Le Gabon franchit une nouvelle étape dans la modernisation de son réseau ferroviaire. Proparco, la Société financière internationale (SFI) et la Société d’exploitation du Transgabonais (Setrag) viennent de conclure un accord de financement de 312 millions d’euros destiné à accélérer la rénovation de cette infrastructure stratégique. Objectif : restaurer les performances du Transgabonais, renforcer sa sécurité et accompagner les ambitions logistiques du pays à l’horizon 2029.
Le Programme de modernisation et de sécurisation (PMS) du Transgabonais entre dans une nouvelle séquence. Un accord de financement de 312 millions d’euros, soit près de 356 millions de dollars, a été signé entre Proparco, la Société financière internationale (SFI) et Setrag, concessionnaire du réseau ferroviaire gabonais.
Cette troisième phase du programme mobilise 225 millions d’euros de nouveaux financements, auxquels s’ajoutent 87 millions d’euros destinés au refinancement des précédentes opérations. Les ressources serviront à poursuivre la réhabilitation des 648 kilomètres de voie reliant Owendo, principal port du pays, à Franceville, dans le sud-est, tout en modernisant les infrastructures et les systèmes d’exploitation de cette ligne mise en service en 1978.
Au-delà des travaux de rénovation, l’enjeu est de rendre le réseau plus fiable, plus sûr et plus performant, afin d’élargir progressivement son rôle au transport de voyageurs et de marchandises au-delà du seul secteur minier.

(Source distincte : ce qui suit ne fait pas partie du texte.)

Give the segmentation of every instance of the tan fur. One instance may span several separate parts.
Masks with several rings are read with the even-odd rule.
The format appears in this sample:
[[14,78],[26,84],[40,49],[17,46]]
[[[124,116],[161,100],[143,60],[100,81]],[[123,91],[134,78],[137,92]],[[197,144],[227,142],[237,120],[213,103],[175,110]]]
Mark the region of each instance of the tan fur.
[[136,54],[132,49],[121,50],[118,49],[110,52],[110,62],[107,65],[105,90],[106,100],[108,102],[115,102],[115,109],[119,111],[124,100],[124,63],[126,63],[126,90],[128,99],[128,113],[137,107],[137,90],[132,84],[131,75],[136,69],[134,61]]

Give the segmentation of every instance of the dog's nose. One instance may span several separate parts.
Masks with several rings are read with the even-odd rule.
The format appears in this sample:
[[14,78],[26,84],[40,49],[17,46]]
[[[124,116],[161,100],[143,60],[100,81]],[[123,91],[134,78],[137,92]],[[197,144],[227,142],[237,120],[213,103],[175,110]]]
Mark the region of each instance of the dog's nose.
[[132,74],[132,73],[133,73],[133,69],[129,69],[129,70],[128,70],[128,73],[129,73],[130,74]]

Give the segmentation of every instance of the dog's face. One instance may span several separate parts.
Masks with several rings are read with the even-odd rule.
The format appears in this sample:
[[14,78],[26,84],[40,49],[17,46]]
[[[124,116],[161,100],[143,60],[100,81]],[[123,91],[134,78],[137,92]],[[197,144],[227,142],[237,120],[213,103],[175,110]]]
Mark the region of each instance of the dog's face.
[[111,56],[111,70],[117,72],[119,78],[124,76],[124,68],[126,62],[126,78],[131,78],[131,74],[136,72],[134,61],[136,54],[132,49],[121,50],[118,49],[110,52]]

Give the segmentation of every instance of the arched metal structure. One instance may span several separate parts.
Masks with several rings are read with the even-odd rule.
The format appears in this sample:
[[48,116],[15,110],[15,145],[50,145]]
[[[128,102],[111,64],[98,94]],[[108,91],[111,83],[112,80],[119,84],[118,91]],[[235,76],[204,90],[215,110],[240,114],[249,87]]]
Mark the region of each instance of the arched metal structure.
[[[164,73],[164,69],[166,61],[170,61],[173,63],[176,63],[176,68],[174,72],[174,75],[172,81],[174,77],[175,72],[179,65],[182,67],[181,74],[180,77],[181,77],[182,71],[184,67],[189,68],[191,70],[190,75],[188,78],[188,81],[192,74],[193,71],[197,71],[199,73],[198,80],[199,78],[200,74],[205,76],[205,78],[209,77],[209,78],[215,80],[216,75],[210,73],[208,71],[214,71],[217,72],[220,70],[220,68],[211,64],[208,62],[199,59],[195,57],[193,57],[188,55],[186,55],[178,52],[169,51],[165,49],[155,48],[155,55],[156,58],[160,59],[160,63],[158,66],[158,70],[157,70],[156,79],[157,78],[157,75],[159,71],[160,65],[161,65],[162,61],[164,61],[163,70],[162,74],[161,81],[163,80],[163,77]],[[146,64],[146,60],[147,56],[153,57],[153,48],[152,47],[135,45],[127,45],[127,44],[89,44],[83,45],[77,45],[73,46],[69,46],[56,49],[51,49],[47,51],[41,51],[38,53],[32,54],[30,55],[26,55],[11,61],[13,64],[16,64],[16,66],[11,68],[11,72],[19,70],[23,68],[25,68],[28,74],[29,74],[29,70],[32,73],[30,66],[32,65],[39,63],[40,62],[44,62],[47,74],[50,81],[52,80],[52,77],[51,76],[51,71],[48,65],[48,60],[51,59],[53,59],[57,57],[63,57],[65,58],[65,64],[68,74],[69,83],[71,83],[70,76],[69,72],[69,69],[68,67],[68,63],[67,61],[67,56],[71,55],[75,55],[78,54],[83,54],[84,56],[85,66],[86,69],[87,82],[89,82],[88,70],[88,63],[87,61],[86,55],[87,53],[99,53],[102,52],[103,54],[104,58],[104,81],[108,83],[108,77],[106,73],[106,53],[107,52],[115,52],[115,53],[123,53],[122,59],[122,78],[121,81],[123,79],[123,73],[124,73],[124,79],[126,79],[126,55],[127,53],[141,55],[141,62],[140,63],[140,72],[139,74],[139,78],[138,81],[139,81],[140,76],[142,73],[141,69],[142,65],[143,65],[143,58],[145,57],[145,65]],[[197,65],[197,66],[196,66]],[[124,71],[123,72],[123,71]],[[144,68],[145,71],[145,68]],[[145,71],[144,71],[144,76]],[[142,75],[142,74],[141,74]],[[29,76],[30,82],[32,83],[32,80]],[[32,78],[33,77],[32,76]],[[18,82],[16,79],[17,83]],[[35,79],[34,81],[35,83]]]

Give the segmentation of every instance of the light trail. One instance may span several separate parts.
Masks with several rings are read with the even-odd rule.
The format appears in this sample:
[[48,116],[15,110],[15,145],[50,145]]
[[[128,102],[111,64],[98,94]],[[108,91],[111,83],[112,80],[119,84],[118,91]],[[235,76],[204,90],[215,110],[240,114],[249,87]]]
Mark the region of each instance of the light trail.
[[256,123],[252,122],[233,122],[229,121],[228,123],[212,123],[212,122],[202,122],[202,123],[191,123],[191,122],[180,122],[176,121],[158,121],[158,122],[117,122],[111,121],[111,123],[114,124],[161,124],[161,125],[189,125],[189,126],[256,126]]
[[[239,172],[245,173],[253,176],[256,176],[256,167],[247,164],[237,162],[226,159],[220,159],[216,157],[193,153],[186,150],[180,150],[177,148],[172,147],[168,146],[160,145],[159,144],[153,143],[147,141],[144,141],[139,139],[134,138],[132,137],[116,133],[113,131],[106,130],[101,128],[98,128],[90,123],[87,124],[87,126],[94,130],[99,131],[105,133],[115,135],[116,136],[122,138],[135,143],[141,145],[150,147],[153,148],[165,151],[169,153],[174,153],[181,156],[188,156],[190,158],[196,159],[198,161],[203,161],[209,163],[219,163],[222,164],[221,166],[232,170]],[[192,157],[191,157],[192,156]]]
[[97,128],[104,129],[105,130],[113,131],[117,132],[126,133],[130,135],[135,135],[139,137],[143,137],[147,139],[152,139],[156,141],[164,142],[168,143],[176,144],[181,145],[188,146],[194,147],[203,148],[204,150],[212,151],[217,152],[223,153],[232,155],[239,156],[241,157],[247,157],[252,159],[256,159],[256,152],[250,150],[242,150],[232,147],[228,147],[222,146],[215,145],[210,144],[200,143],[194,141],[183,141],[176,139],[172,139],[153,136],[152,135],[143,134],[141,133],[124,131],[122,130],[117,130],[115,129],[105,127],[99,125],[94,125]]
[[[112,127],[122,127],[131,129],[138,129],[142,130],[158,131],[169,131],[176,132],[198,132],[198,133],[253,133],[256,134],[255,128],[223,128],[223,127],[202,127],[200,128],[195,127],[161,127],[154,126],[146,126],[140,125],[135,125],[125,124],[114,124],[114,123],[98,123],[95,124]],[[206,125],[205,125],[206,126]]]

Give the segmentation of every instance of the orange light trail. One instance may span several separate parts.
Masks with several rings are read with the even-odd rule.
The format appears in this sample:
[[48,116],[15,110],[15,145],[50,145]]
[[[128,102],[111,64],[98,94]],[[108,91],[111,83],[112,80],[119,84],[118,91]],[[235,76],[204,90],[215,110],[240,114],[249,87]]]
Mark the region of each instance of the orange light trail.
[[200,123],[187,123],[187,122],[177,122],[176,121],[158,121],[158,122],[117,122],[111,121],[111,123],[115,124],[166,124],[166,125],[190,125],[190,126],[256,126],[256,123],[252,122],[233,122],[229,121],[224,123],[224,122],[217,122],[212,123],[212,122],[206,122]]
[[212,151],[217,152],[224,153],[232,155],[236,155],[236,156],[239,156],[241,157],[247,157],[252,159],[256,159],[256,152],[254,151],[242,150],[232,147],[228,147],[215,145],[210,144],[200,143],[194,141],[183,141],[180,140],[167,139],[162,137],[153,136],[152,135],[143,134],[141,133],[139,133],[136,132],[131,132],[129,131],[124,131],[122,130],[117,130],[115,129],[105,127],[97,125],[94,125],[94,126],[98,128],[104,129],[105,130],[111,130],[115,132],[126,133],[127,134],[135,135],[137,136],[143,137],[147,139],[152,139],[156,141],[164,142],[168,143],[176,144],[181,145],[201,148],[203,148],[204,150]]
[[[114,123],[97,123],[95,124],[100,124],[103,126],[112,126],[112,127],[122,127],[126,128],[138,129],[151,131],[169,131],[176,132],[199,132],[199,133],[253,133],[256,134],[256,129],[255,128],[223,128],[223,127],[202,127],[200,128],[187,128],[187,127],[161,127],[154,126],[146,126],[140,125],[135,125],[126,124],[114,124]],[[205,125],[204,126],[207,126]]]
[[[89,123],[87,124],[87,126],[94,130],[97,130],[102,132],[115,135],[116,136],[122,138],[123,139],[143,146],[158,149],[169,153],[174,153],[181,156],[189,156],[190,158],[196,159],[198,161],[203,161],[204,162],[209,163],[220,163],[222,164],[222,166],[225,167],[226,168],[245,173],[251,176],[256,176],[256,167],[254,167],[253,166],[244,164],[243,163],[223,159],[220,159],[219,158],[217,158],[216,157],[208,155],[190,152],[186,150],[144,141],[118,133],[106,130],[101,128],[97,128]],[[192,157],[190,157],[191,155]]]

Une infrastructure au cœur de l’économie gabonaise
Véritable artère logistique du Gabon, le Transgabonais demeure un maillon essentiel de l’économie nationale. Selon les estimations, il contribue à près de 20 % du produit intérieur brut (PIB) et constitue, pour de nombreuses localités enclavées, le seul moyen de transport fiable pour les populations et les activités économiques.
Le vieillissement de l’infrastructure a cependant fragilisé cette position stratégique. Les limitations de capacité, conjuguées à plusieurs incidents de circulation, notamment des déraillements ayant entraîné des interruptions de trafic durant plusieurs jours, ont pesé sur la fluidité des échanges et sur les exportations de produits stratégiques comme le manganèse et le bois.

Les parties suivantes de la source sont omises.